Je vous propose cette semaine deux lectures possibles de l’histoire des neurosciences : celle que j’appellerais « la petite » et l’autre, moins évidente mais peut-être plus enivrante, celle de « la grande ».

Un bel exemple de la petite histoire des neurosciences nous est donné par une initiative des étudiant.es gradué.es de l’université de la Colombie-Britannique et de l’université de Calgary, toutes deux de l’ouest canadien. Intitulé « Neuroscience Through the Ages Online Interactive Timeline« , il s’agit d’un site web où l’on peut naviguer une ligne du temps verticale où différentes figures marquantes de l’histoire des neurosciences sont illustrées par un dessin de style bande-dessinée. Et de fait, quand on clique sur l’une des images, on accède à une courte BD de quelques images chacune résumant la contribution scientifique de la personne en question.

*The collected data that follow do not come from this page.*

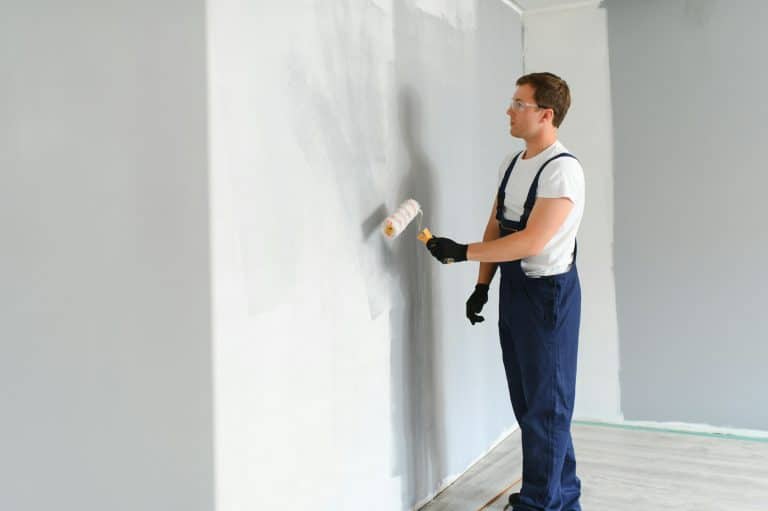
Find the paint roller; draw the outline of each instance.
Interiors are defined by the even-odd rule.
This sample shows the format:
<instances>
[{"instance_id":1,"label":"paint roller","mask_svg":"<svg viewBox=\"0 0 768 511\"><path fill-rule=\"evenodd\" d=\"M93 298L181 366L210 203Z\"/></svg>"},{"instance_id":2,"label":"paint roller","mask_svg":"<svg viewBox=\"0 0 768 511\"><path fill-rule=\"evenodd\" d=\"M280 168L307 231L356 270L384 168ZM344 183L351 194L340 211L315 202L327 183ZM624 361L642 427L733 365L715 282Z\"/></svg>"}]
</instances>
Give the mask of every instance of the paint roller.
<instances>
[{"instance_id":1,"label":"paint roller","mask_svg":"<svg viewBox=\"0 0 768 511\"><path fill-rule=\"evenodd\" d=\"M416 218L416 215L420 213L422 216L424 215L418 202L413 199L406 200L400 204L400 207L394 213L384 220L382 225L384 236L391 240L397 238L408 227L408 224ZM421 224L421 219L419 219L419 224ZM419 225L419 228L421 228L421 225ZM427 241L432 238L432 233L425 227L416 237L426 245Z\"/></svg>"}]
</instances>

De Charles Darwin à Brenda Milner, en passant par Alois Alzheimer, Wilder Penfield ou Donald Hebb, c’est une dizaine de personnalités qui sont décrites pour l’instant sur cette ligne du temps. Mais la page d’accueil du site nous apprend que plusieurs autres s’en viennent prochainement, comme Rita Levimontalcini, Korbinian Brodmann, Alan Hodgkin et Andrew Huxley. Et l’on songe aussi à quelque chose sur Broca, Wernicke et Papez. Bref, on se rapproche du grand classique Neurocomic

Tout cela est fort intéressant et très accessible pour qui n’a aucune idée des jalons importants de l’histoire de cette discipline. Mais les récits historiques, et en particulier ceux de niveau débutant comme celui-ci, sont le résultat de choix et de simplifications inévitables. Or le déploiement d’une discipline scientifique dans le temps est souvent loin d’être une suite linéaire d’événements qui prennent appui les uns sur les autres. Bien sûr, cela arrive. Mais des gens comme Thomas Kuhn ont bien montré que la « science normale » fonctionne souvent pendant un temps à l’intérieur d’un paradigme dominant jusqu’à ce que l’accumulation de données « a-normales » (i.e. hors de la norme, de ce à quoi l’on s’attendait) amène des révolutions scientifiques et avec elles des changements radicaux de paradigmes.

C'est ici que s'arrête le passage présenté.